Chief Executive Leung Chun-ying appeared to have become an avid video blogger amid the ongoing Occupy campaign in Admiralty, Causeway Bay and Mong Kok.
In one of his video messages, he stressed his resolve to maintain harmony in society and warned that his government will not tolerate the street blockades much longer. But police have yet to take action to clear the roads, although schools have reopened after suspending their classes for a week.
And despite his repeated ultimatums, the pro-democracy protesters are still pursuing their campaign, roads remain blocked and activists continue to man the barricades.
Leung couldn’t seem to find the right timing, and an appropriate excuse, to order his riot police to dismantle the barricades and disperse the protesters. He did use them on Sept. 28, but the result was the exact opposite of what he intended to happen. The crowds swelled, and the civil disobedience campaign proceeded in earnest.
He has chosen to play the role of “bad cop”, while his deputies and aides continue to look for more civil ways to end the impasse. Carrie Lam and other officials are preparing for a series of public discussions with the student leaders regarding their demands. Police, meanwhile, have returned to the protest sites, not to disperse the rallyists but to maintain order and chat with them.
It’s becoming increasingly clear that despite rumors that Beijing is preparing to send its paramilitary police to the territory, it doesn’t want to use force to quell the protests — not yet, anyway.
Student leaders are also not in the mood to talk to Leung, and so he is left with making video blogs to remind everyone that he is still Hong Kong’s leader.
In fact, some pro-Beijing politicians appear to be distancing themselves from Leung, especially after riot police used tear gas and pepper spray on the young protesters at the start of the Occupy campaign, and triad members were found to be involved in the Mong Kok scuffles last Friday.
But Leung is getting impatient. The longer the impasse drags on, the more Beijing will doubt his ability to handle the crisis, and the more his authority will be eroded. His most urgent desire, therefore, is for things to return to normal.
On Monday night, a foreigner, a professional who has been working in the city for a long time, walked up to the position of the student activists and engaged them in an argument.
He said all demonstrations should be legal, but their occupation of major thoroughfares is illegal and causing a lot of trouble to ordinary people who simply want to work and earn a living. He said his children could not go to school for four days while he couldn’t drive to his office.
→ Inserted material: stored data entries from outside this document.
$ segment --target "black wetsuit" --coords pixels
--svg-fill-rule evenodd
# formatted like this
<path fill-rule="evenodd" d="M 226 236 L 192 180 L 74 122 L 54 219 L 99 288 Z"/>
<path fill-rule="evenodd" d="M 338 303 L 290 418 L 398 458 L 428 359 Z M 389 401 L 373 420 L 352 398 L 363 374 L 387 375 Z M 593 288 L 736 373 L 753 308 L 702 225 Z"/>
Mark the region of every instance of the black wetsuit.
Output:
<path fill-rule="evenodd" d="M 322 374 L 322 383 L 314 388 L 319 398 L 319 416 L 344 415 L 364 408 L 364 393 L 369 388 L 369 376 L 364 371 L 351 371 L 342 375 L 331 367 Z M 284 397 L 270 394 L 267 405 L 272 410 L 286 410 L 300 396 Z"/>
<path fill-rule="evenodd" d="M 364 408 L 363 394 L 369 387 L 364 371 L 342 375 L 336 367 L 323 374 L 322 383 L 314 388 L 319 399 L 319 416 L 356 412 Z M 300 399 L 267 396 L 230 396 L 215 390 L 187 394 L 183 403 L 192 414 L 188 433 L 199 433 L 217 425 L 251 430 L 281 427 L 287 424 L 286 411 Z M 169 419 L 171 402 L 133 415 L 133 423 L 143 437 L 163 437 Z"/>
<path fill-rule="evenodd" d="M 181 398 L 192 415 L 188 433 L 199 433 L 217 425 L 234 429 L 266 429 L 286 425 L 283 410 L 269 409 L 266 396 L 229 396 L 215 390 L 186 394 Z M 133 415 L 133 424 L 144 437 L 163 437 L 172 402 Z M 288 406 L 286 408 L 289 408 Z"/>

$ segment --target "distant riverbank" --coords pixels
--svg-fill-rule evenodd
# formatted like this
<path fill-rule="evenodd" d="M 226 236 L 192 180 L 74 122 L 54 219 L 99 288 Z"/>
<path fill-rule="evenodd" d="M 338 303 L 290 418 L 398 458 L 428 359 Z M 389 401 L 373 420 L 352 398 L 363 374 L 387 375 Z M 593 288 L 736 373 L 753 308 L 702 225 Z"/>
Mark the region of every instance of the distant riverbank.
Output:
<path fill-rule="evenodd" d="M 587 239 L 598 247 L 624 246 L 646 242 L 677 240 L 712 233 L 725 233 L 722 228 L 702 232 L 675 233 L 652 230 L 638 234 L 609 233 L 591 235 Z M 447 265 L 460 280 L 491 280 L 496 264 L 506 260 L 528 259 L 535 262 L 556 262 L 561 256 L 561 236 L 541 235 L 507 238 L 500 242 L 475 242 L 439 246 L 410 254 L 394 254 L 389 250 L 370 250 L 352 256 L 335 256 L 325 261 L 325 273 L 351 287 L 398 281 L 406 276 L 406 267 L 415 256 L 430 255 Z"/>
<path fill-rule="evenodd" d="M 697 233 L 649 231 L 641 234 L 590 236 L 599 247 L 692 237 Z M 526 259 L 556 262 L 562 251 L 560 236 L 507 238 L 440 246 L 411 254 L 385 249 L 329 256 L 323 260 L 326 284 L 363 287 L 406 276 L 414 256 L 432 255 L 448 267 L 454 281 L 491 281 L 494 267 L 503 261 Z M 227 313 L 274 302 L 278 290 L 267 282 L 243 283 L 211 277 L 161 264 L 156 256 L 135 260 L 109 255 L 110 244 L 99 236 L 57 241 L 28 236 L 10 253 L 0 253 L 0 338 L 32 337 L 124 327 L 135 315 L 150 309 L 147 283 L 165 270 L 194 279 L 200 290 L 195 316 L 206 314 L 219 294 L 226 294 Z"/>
The students said they were sorry for the trouble caused by their protests, but stressed that they are fighting for the right of all Hong Kong people to choose their own leaders and not for their own interests.
Leung is raring to go after these students who have caused him so much trouble, and have put him in a bad light.
But Leung’s supporters and allies should convince him that it is far wiser to wait and allow cooler heads to settle the issues. Perhaps they could also convince him that an apology from him for allowing the use of force on peaceful protesters would go a long way to clear the air and ease tensions, paving the way for a more fruitful dialogue between his representatives and the student leaders.